We’ve been played like political football before. But a recent Angus Reid poll has given us cause for optimism.
In overwhelming numbers, Canadians revealed strong support for the proposed Canada Disability Benefit (89 per cent), believe both our federal and provincial governments are not doing enough for persons with disabilities (59 per cent), and think the new Disability Benefit should proceed with haste (74 per cent) and be set above the poverty line (63 per cent).
Canadians, the Poll shows, believe poverty and disability should not coexist in a country as wealthy as Canada. They are right. But that’s not the full portrait.
What’s been missing from the national conversation on disability and poverty so far is how race intersecting with disability keeps racialized persons with disabilities marginalized, invisible and impoverished. Any new Disability Benefit must take into account these intersecting lived realities, so that the Benefit reaches the very people it is proposed to help.
That’s not been the case so far.
As a South Asian woman with an acquired spinal cord injury, I need a power wheelchair, accessible house and van, for my employment and daily living activities. My household includes living with parents, in addition to my husband and son. This is my cultural norm – multi-generational living — yet this norm is often a barrier for me to access disability benefits or accessibility funds as they are tied to household income.
Current disability policies rooted in western definitions of family and built into welfare models force disabled Canadians to live alone or forgo their safety-net if they choose to marry or share a household with other adult wage earners.
Many racialized communities, including Asian, Black and Indigenous families, frequently live in extended family structures where all adults work, very often earning lower wages.

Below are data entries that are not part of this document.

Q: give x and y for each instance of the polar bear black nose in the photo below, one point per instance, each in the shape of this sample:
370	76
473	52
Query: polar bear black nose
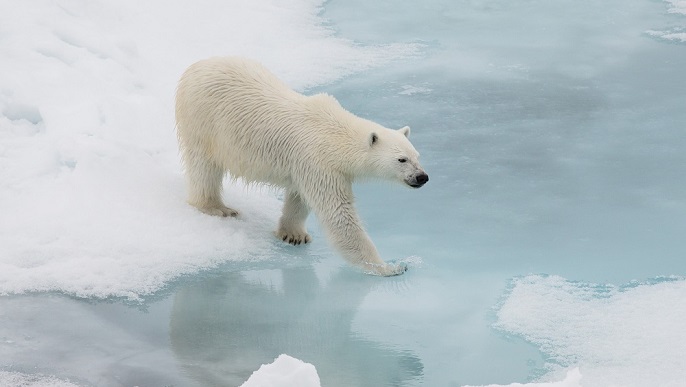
422	178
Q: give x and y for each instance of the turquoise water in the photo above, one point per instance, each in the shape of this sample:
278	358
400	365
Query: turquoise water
553	135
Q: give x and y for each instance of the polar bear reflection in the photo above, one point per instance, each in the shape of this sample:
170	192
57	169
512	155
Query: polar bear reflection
223	329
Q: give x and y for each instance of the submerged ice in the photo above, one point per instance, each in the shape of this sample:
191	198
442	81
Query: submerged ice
553	130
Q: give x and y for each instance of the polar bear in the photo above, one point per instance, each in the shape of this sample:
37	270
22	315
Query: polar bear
233	115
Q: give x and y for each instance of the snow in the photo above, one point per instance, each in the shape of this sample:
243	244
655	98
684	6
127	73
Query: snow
573	379
628	336
23	380
92	198
285	371
552	130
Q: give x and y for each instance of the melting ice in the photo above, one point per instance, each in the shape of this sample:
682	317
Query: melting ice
553	132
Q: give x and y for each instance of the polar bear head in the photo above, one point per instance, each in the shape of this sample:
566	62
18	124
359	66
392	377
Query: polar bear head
391	156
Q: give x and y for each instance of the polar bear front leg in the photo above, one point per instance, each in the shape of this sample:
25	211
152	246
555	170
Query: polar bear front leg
204	187
292	223
346	233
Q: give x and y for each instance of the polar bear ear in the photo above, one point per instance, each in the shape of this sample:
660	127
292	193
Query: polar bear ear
405	131
373	138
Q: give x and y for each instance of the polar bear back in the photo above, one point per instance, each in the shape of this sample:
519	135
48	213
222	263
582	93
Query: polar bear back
242	118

However, combined household income may disqualify the person with a disability from accessing disability benefits or accessibility funding. Current eligibility criteria in most programs penalize those who choose to live with extended family and promotes social exclusion.
I know first-hand how quickly the costs of living with disabilities add up. Cost of manual wheelchairs range from $8,000-$10,0000, and power wheelchairs, from $32,000 to $45000. An accessible vehicle means purchasing a van plus $40,000 to modify it. Even when, in some provinces, up to 75 per cent of purchasing mobility aids is covered, the remaining 25 per cent is a hardship for many. These are not one time expenses.

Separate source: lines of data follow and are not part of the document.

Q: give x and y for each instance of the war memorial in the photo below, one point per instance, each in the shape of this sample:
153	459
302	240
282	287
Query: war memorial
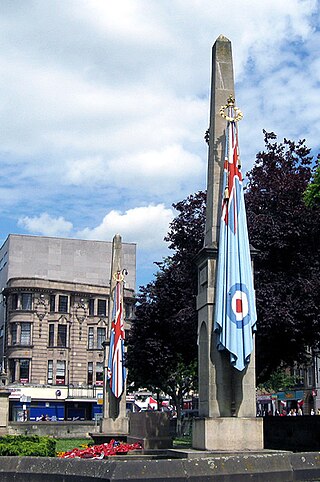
228	439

Then there are issues of awareness and access to information in a timely manner. Newcomer families are often unaware of existing disability supports. This may lead to undue financial hardship among families and fuel the stereotype that people with disabilities are a burden on families.
It’s imperative that the proposed Canada Disability Benefit be accessible and reach all disabled Canadians, particularly those who may not speak English or French as their first language. Inclusive outreach and engagement must include Black, Indigenous, racialized and immigrant communities.
Instead of relying only on mainstream media, which often doesn’t service racialized communities well, or waiting for referrals through social services, programs could reach out through the local community resources of various cultural groups: religious hubs, language schools, ethnic social events and ethnic media.
Through my work at the Holland Bloorview Kids Rehabilitation Hospital, I’ve heard from many new immigrants who were unaware of existing disability supports and missed out on essential therapies for their kids. This must change when we introduce a new federal Disability Benefit.
Disability leaders, too, have long overlooked the unique needs of racialized Canadians with disabilities and have made little efforts to engage them. It’s time we change this.
Disability belongs to an individual but impacts the whole family. Any new Canada Disability Benefit must prioritize engaging racialized communities throughout the process of creation and roll out, or too many Canadian families will continue to be excluded.
Meenu Sikand is founder of Accessibility for All, an organization dedicated to amplify BIPOC-D voices, and the Executive Lead, EDI for the Holland Bloorview Kids Rehabilitation Hospital. In 2020, Meenu was inducted into the Canadian Disability Hall of Fame.